One bit of advice I'd add is maybe add a one or two line summary of what Webpack Module Federation does to the official docs, before you start with the Motivation. Something like:

Webpack Module Federation allows your application to compile JavaScript code from other Webpack modules running on a separate host. That allows your application to use another as a microfrontend.
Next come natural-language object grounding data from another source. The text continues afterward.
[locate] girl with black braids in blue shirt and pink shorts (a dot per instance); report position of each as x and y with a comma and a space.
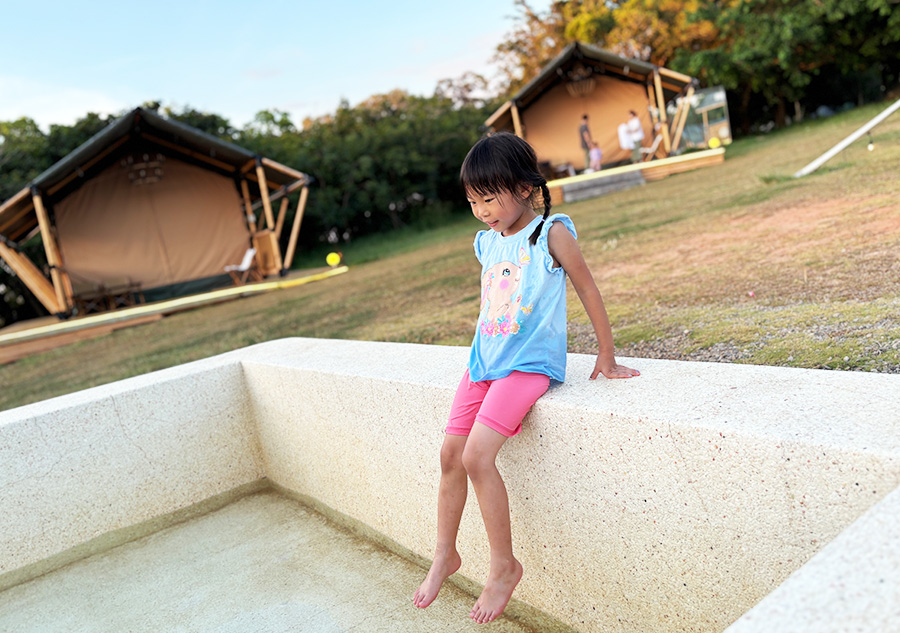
520, 344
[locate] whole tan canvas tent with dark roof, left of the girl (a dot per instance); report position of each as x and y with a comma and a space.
148, 203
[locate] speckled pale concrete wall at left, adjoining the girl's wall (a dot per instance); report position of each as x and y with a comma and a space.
77, 467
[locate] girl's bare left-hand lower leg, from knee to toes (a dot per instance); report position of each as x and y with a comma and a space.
451, 501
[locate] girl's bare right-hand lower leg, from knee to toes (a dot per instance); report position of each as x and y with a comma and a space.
479, 459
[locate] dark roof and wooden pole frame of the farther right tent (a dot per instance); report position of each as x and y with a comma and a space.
662, 85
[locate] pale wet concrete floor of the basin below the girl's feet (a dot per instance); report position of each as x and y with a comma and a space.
264, 563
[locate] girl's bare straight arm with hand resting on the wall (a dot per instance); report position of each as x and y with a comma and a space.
566, 252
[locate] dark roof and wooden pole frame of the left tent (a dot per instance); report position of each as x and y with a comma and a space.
260, 181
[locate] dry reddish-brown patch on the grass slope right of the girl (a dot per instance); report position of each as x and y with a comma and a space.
837, 249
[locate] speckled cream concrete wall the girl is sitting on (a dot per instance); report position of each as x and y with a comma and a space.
671, 502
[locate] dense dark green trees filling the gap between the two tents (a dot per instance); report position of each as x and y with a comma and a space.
391, 161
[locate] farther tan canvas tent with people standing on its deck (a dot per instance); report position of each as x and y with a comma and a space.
584, 79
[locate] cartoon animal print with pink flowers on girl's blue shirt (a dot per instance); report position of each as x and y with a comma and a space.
500, 303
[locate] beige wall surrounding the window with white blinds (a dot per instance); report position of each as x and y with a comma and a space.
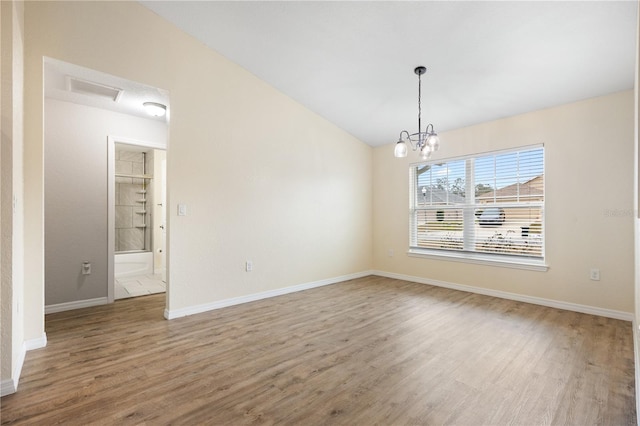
589, 204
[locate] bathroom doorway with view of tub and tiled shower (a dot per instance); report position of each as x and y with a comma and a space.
137, 212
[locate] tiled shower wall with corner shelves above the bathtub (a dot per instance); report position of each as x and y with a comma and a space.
133, 217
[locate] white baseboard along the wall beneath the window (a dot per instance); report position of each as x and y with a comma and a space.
568, 306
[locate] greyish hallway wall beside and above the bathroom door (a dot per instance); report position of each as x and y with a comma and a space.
76, 179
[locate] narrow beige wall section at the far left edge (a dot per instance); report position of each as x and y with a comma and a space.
11, 195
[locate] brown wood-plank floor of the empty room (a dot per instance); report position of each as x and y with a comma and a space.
363, 352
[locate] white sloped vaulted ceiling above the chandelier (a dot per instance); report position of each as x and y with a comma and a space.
352, 62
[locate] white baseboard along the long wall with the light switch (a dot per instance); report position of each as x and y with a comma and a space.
177, 313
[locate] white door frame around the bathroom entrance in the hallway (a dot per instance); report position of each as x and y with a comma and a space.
111, 205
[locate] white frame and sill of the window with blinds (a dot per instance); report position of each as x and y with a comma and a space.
467, 254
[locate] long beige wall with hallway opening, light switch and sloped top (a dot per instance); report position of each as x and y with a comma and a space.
263, 178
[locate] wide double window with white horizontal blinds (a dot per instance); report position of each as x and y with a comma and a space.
485, 207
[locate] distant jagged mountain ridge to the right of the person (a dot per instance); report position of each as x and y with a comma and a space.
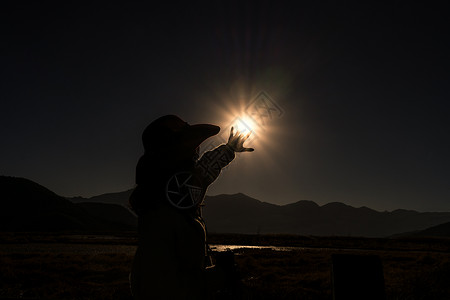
242, 214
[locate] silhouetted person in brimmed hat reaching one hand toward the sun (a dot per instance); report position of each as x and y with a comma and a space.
171, 261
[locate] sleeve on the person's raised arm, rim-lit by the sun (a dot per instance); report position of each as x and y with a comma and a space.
211, 163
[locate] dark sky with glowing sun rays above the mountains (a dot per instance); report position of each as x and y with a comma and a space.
363, 89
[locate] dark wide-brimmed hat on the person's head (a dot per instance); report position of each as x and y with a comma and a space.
171, 131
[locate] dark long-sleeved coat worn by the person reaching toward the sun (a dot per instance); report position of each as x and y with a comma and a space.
171, 261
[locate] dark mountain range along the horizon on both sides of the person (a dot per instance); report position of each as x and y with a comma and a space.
27, 206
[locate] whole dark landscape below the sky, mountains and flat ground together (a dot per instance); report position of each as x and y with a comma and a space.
82, 248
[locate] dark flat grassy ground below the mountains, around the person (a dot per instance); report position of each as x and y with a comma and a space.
97, 266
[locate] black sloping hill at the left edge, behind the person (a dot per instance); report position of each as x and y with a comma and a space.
28, 206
As for using Webpack Module Federation, my organisation won't be using it now, but we may revisit our decision in three or six months' time. We've just had a research spike on microfrontends, because we are looking at running out a suite of applications with a common container application; technology used is React+Redux+TypeScript+React Router+Material UI, for your interest. We looked at quite a few things, even iframes.

As it stands, we can get webpack for one React application to get the JavaScript files at another host; it's stable most of the time, but every now and then Redux complains about createStore being called multiple times. Our approach is based on this Cam Jackson article with some advice from this Jennifer Fu piece about React apps that start their lifetime from Create React App. (Rather than use react-app-rewired, we are using craco, as it seems to be better maintained.) We might go well with the approach, but I will still have Webpack Module Federation in the back of my mind.

I should add that there's one more reason why we (and others) may be making or revising microfrontends decisions in the near future. We use apps bootstrapped from Create React App, which uses Webpack 4; and many other groups. However, Module Federation comes with Webpack 5. CRA will be going Webpack 5 real soon now... except that there are still some milestones to pass before the thing rolls into production. By the end of the year? Almost definitely.

Anyway, I am delighted that you are opening a PR, and yes, I'd love to help.